How to improve service delivery requires the involvement of both employees and customers in providing input on changes that they would want to be effected to the business model. It is important for the top management to bring every brain into the game.
Gather Employee Input
There is a risk of ideas walking out of the door if you do not have a formal routine to prompt members of your team to share their experiences. The worst-case scenario is workers missing an opportunity to contribute and feel good about it. At a minimum, all executives and middle managers should have a Start/Stop/Keep conversation with at least one employee weekly (what should we start doing, stop doing, keep doing).
You should give priority to frontline employees who work directly with customers and those newest to the company. New employees tend to have fresh eyes that lead them to notice things longer-term employees have come to accept. Have a formal process of capturing feedback and pay a lot of attention to the “stop and start doing” responses.
A formal employee suggestion process enables you to act on the “start” or “stop” ideas. Plan to collect employee input regularly. You can plan to take input weekly for project-based work and fortnightly for process/routine-based work. Collect input from employees both about obstacles and opportunities.
The aim of gathering input from employees is to find out how best to improve the efficiency of operations such as increasing revenue, reducing costs, and making something easier/better for the customers or employees. To make the employee input collection process successful, the management needs to close the loop and act on their suggestions, or else ideas will backfire on the company. The least the management can do is to let an employee know why an idea can’t be implemented.
To ensure that all the suggestions are acted upon and feedback provided:
- Create a system where the management team is accountable for responding to employees’ feedback on all obstacles and opportunities. This is a form of RACI (responsible, accountable, consulted & informed) chart that you can use to assign the suggestions.
- It is important to track how long it takes to implement the ideas gathered from your employees. A response, whether positive or negative, should be provided on each suggestion.
- Be transparent by having open sessions where feedback is given on ideas raised and suggestions. Use internal newsletters to publish updates. Allow employees to give anonymous suggestions if they are not comfortable providing their identity.
Gather Customer Input
One of the biggest mistakes that an organization can make is having a leadership team that does not interact with customers or end-users of their product or service. A management team that looks at customers as just numbers without interacting with them ends up crafting strategies that do not resonate with the needs of the customer. All executives and middle managers should be implored to have conversations with customers.
The minimum is for the top management to have a conversation with at least one end-user weekly. There are four key questions that they should seek to obtain answers for in person and not by a survey from the end-user. Here are the four questions:
- How are you doing? – This question seeks to find out insight into customer pain points and priorities as well as how best the business can meet the changing customer needs. Customizing your products and/or services to meet customer needs helps the management to reach their target.
- What’s going on in your industry/neighborhood?

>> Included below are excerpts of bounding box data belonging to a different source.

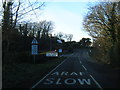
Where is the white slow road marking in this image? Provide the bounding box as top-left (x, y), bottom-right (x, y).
top-left (82, 65), bottom-right (87, 71)
top-left (90, 75), bottom-right (103, 90)
top-left (31, 54), bottom-right (73, 90)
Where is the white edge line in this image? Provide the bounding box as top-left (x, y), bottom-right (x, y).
top-left (31, 54), bottom-right (73, 89)
top-left (82, 65), bottom-right (87, 71)
top-left (90, 75), bottom-right (103, 90)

Answer – This question provides insight into trends in the industry and helps the management to know new ways to improve service delivery.
- What do you hear about our competitors? There is a tendency for the management of organizations to come up with solutions that have no touch with reality. This question is very important as it helps you cut through your own biases and correct any misconceptions that might be there.

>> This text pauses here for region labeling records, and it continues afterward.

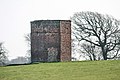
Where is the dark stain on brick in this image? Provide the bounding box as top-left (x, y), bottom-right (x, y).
top-left (31, 20), bottom-right (71, 62)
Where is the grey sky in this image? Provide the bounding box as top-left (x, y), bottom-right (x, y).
top-left (0, 0), bottom-right (120, 58)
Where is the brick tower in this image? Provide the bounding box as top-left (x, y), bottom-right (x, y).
top-left (31, 20), bottom-right (71, 62)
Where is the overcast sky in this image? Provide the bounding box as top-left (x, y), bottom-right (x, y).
top-left (0, 0), bottom-right (120, 59)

- How are we doing? This is the last question and focuses on how they are doing as the conversation is about them.
All these efforts are geared towards customer retention. Research shows that if organizations were able to hold on to the customers they lose due to neglect, it could fuel half of their growth. About 20% of the weekly meeting should focus on customer feedback and how to respond. These insights from conversations with customers act as good pointers on how to continuously move with the market trends and changing preferences.
When gathering market intelligence, involve all employees (Especially Salespeople). The more market intelligence you have, the higher the chances of winning against your competitors. Create a culture among your team of gathering and reporting market intelligence in all of your sales channels; your salespeople, distributors, and independent representatives.
The ideal culture is to have a real-time update on any positive sales result. One way is to require all staff, especially customer-facing employees, to call in daily to a voice mailbox and leave a three-minute update on any positive sales result. These should include feedback from customers and about competitors and reports on barriers they are facing in making sales. It may be impractical to obtain daily written reports.
Net Promoter Scores (NPS) – The NPS measures the net percentage of your customers who are actively promoting your brand and spreading the good word about your company. A positive NPS is a good indicator of customer satisfaction.
How to improve service delivery involves all the employees regardless of rank. This should be a collective effort of the executive, middle managers, and all cadre of employees. It requires having an ear on the ground and getting to hear real-time customer feedback, responding quickly, and staying ahead of the competition by gathering a lot of market intelligence.